Abstract:
Aβ1-42 and acetylcholinesterase (AChE) are two key therapeutic targets for Alzheimer\'s disease (AD). The purpose of this study is to develop a dual-target inhibitor that inhibits both of these targets by fusing the chemical structure of baicalein and donepezil.
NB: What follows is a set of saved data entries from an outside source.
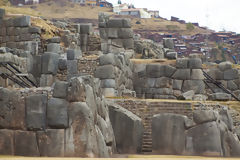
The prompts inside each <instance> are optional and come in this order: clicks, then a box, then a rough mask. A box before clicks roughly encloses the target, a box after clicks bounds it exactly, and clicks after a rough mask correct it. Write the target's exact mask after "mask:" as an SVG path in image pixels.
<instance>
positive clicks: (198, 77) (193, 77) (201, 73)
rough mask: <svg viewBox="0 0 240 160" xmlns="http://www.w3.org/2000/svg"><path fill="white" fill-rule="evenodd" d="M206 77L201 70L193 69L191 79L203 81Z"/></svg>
mask: <svg viewBox="0 0 240 160" xmlns="http://www.w3.org/2000/svg"><path fill="white" fill-rule="evenodd" d="M204 78H205V77H204V75H203V71H202V70H201V69H192V70H191V79H192V80H203V79H204Z"/></svg>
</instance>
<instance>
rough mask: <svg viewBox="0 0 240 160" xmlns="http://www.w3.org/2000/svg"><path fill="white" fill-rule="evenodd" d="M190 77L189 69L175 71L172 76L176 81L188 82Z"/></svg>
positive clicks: (190, 71) (190, 73) (190, 72)
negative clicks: (188, 80)
mask: <svg viewBox="0 0 240 160" xmlns="http://www.w3.org/2000/svg"><path fill="white" fill-rule="evenodd" d="M190 76H191V70H190V69H177V71H176V72H175V73H174V74H173V76H172V77H173V78H174V79H178V80H188V79H190Z"/></svg>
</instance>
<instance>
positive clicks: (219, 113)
mask: <svg viewBox="0 0 240 160" xmlns="http://www.w3.org/2000/svg"><path fill="white" fill-rule="evenodd" d="M219 119H220V120H221V121H223V122H224V123H225V124H226V126H227V128H228V130H230V131H232V130H233V119H232V116H231V115H230V113H229V111H228V110H227V109H221V110H220V111H219Z"/></svg>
Among them, we modified the structure of baicalein to arylcoumarin, synthesized three kinds of structural compounds, and evaluated their biological activities. The results showed that compound 3b had the strongest inhibitory effect on AChE (IC50 = 0.05 ± 0.02 µM), which was better than those of donepezil and baicalein. In addition, compound 3b has a strong ability to inhibit the aggregation of Aβ1-42 and protect nerve cells, and it can also penetrate the blood-brain barrier well. Using a zebrafish behavioral analyzer test, it was found that compound 3b can alleviate the behavioral effects of AlCl3-induced zebrafish larval movement retardation, which has a certain guiding significance for simulating the movement disorders of AD patients. In summary, compound 3b is expected to become a multifunctional agent for treating and alleviating the symptoms of AD patients.
摘要:
Aβ1-42和乙酰胆碱酯酶(AChE)是阿尔茨海默病(AD)的两个关键治疗靶点。本研究的目的是通过融合黄芩素和多奈哌齐的化学结构来开发抑制这两个靶标的双靶标抑制剂。其中,我们将黄芩素的结构修饰为芳基香豆素,合成了三种结构化合物,并评估了它们的生物活性。结果表明,化合物3b对AChE的抑制作用最强(IC50=0.05±0.02µM),优于多奈哌齐和黄芩素。此外,化合物3b具有较强的抑制Aβ1-42聚集和保护神经细胞的能力,它也能很好地穿透血脑屏障。使用斑马鱼行为分析仪测试,发现化合物3b可以缓解AlCl3诱导的斑马鱼幼虫运动迟缓的行为效应,对模拟AD患者的运动障碍具有一定的指导意义。总之,化合物3b有望成为治疗和缓解AD患者症状的多功能药物。